When I was a young and idealistic housing officer in the late nineteen seventies, the London Borough of Southwark (who I was working for) announced a new policy whereby all its Council tenants would be able to apply to have an extra, spare bedroom - over and above their strict entitlement. Southwark Council owned over 60,000 homes at the time and this was a popular policy allowing children to have their own bedroom or providing a room for a relative or friend to come and stay or providing a dining room or a homework room.
I think that officers tried to implement the policy but found it impossible to deliver and eventually it was quietly dropped.
The problem, as the Coalition Government are finding out with the Bedroom Tax or Spare Room Subsidy, is that allocating property according to bedroom ‘need’ is not a simple task. Households come in many shapes and sizes and are constantly changing and evolving. In the modern world, a one bedroom need can become a three bedroom need and then a two bedroom need within a relatively short space of time. Bedrooms are not portable so, to achieve the ‘correct’ fit, households have to move …but the right property might not be available in the right location.
If you then add in other complexities, such as bedroom policies that only apply to people on benefits, then the problem gets worse. Tenants may drift in and out of work – to think of moving them or penalising them when they lose their job, especially if they only have one ‘extra’ bedroom, seems cruel and short sighted.
In theory, of course, scarce, subsidised housing should be used and allocated as effectively as possible so that homes that could be used, for instance, by five people are not used by two people. But trying to tackle under-occupation by only one- bedroom and doing that through the benefits system is not only impractical, over ambitious and difficult to defend but risks undermining all of the Governments proposed changes to welfare benefits.
What the Government should have done was to take a considered look at all households under-occupying by two bedrooms or more for significant periods of time. This is a widely recognised problem and is worth devoting resources to.

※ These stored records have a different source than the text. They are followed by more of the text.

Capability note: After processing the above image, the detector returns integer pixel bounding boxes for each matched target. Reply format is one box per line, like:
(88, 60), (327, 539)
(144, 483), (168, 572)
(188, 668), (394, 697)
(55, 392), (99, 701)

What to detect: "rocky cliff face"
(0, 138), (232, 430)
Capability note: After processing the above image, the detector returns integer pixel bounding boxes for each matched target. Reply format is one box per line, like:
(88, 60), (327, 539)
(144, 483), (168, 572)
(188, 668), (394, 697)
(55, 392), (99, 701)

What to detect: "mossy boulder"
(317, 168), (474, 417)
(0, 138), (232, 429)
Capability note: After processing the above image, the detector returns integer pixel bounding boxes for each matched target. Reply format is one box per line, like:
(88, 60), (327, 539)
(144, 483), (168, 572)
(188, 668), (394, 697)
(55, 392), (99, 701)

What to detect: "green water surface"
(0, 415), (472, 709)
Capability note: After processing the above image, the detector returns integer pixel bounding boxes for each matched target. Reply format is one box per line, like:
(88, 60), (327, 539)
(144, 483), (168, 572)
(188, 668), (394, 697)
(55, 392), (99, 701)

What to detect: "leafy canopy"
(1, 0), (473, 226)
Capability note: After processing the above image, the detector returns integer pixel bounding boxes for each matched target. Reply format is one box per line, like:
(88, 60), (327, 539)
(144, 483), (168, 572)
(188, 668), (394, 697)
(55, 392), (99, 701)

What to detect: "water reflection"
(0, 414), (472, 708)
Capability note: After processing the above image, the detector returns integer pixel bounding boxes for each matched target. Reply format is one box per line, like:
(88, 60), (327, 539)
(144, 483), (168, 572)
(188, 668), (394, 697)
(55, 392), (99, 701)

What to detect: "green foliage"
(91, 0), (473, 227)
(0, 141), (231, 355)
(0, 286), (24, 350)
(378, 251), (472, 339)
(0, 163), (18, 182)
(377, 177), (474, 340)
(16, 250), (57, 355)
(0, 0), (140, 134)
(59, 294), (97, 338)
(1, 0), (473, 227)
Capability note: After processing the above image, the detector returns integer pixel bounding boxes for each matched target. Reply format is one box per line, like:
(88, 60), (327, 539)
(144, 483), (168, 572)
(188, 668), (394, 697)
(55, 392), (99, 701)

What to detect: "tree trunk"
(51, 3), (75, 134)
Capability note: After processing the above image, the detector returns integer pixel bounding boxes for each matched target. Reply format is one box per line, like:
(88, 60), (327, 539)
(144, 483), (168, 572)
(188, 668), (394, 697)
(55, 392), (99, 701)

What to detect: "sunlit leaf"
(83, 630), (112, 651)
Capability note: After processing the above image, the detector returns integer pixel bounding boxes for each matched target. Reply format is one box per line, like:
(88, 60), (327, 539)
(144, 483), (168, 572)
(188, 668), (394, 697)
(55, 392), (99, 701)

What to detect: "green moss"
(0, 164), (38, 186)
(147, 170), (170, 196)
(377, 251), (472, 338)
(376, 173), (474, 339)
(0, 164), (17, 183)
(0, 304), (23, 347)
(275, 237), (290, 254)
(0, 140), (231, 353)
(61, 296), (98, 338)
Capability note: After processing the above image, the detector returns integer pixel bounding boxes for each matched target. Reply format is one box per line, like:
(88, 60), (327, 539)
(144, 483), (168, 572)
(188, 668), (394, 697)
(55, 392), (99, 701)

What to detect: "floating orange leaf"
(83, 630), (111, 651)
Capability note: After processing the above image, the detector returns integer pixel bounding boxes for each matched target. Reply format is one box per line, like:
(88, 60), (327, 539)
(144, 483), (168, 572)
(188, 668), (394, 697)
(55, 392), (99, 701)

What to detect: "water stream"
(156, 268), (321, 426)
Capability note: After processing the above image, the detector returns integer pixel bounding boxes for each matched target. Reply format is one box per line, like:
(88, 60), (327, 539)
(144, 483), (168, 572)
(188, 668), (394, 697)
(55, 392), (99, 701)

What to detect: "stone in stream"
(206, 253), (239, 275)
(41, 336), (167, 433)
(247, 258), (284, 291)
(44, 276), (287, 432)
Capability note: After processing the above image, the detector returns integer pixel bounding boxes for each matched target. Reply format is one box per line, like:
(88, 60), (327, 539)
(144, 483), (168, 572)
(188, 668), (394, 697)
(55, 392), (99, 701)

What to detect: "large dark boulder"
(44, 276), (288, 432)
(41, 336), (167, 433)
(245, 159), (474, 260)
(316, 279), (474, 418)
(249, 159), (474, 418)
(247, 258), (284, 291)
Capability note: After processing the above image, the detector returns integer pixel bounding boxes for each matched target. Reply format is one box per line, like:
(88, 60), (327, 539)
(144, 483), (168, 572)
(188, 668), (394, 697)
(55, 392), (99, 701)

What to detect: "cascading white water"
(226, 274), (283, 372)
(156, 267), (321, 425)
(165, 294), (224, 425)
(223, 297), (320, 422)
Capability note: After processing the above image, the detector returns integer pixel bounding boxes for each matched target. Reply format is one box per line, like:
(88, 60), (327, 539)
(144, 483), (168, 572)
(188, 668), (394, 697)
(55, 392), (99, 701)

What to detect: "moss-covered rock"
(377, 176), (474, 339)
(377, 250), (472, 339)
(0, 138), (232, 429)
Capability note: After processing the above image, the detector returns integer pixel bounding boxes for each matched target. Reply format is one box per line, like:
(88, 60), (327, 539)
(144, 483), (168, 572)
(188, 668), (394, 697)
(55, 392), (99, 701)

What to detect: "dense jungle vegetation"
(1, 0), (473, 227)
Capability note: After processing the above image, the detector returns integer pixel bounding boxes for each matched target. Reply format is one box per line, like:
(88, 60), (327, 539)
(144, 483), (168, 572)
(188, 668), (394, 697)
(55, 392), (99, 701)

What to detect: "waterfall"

Of course, it is older people that are the main under-occupiers by two or more bedrooms. Typically, a family, consisting of a man and wife and two or three children, is allocated a three bedroom house but twenty years later the children have left home leaving one or two parents in a large house.
But older people are exempt from the bedroom tax/spare room subsidy - undermining Government claims that this is a ‘fair’ policy.
If the bedroom tax/spare room subsidy had applied to under occupation by two bedrooms or more and had applied to young and old equally, it would have been far easier for Ministers to defend and implement.